MTCC No. 985 v. Cheney (Ontario Superior Court)

01/12/15 – Jurisdiction Ontario
Part 53 published on 01/02/16
Condominium corporation completed reasonable repairs to address smoke migration

In an interim decision of the Court, the Court had held that the condominium corporation had not initially responded to complaints about smoke migration with sufficient dispatch; but had ultimately taken reasonable steps towards fulfilling its repair and maintenance obligations.  [See MacKay v.

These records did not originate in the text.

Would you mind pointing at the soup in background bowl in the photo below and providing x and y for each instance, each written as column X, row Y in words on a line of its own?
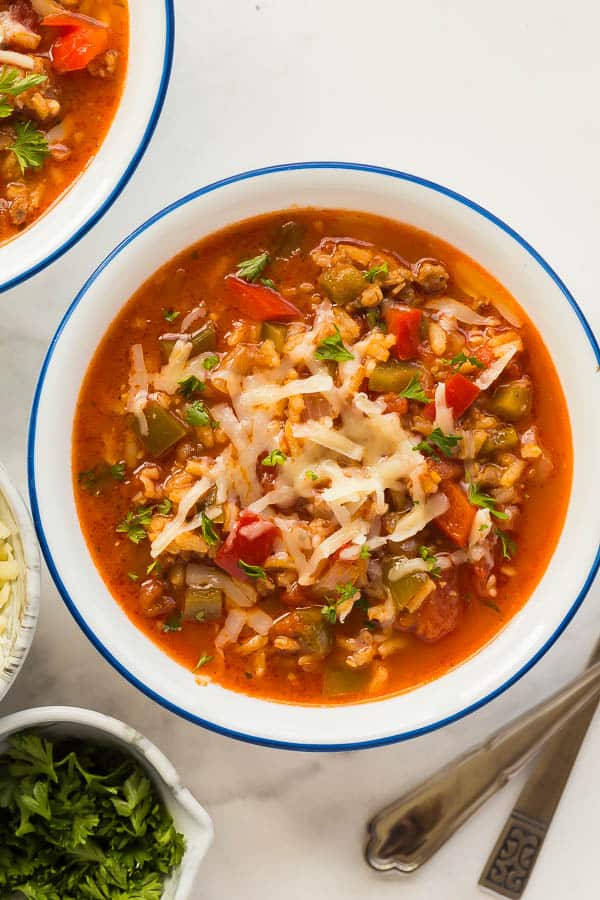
column 319, row 457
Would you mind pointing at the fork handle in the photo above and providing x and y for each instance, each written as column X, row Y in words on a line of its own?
column 409, row 831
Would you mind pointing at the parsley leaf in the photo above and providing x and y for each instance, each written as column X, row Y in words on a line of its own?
column 437, row 440
column 208, row 531
column 275, row 458
column 332, row 347
column 198, row 415
column 134, row 524
column 252, row 571
column 371, row 274
column 477, row 498
column 250, row 269
column 190, row 386
column 30, row 146
column 204, row 659
column 509, row 546
column 460, row 359
column 428, row 556
column 414, row 390
column 173, row 623
column 98, row 478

Metropolitan Toronto Condominium Corporation No. 985, Condo Cases Across Canada, Part 47, September 2014.] 

The dispute between the parties continued, however, because the parties (and their experts) did not agree on the required work to fully address the smoke migration problems.

The Court was therefore asked to decide further applications between the parties, the key issue being whether or not the condominium corporation had ultimately completed all necessary repairs to address the smoke migration.  The owners also asked that the condominium corporation provide an engineering report certifying that smoke would not migrate into the owners’ unit.

The Court held that the condominium corporation had completed reasonable repairs, and therefore was not required to perform further work.  The Court said:

The Owners now seek what amounts to a guarantee that there will be no reoccurrence.  The solution offered by (the owners’ expert) is more likely to provide that.  But, in my view, it goes further than can reasonably be required.  Not only would it result in wholly disproportionate remedial work being required (if one measures the expense and disruption, on the one hand, against the likely outcomes) but it would go well beyond what is reasonable and required having regard to the age and construction of the building.

To adopt the labels used by MTCC, the standard is one of reasonableness, not perfection, and on that basis, MTCC is not, in my view, in breach of its duties to repair and maintain pursuant to sections 89 and 90 of the Condominium Act, and I therefore decline to make the declarations sought by the Owners in that regard.  In particular, I do not accept that I should order MTCC to deliver an engineer’s report as described in paragraph 1(e) of the Owners’ amended notice of application.

The Court declined to offer any order or direction as to what needed to be said (if anything) in any status certificate issued for the owners’ unit, preferring to leave that question in the hands of the condominium Board.

Finally, the Court ordered that each party bear their own costs.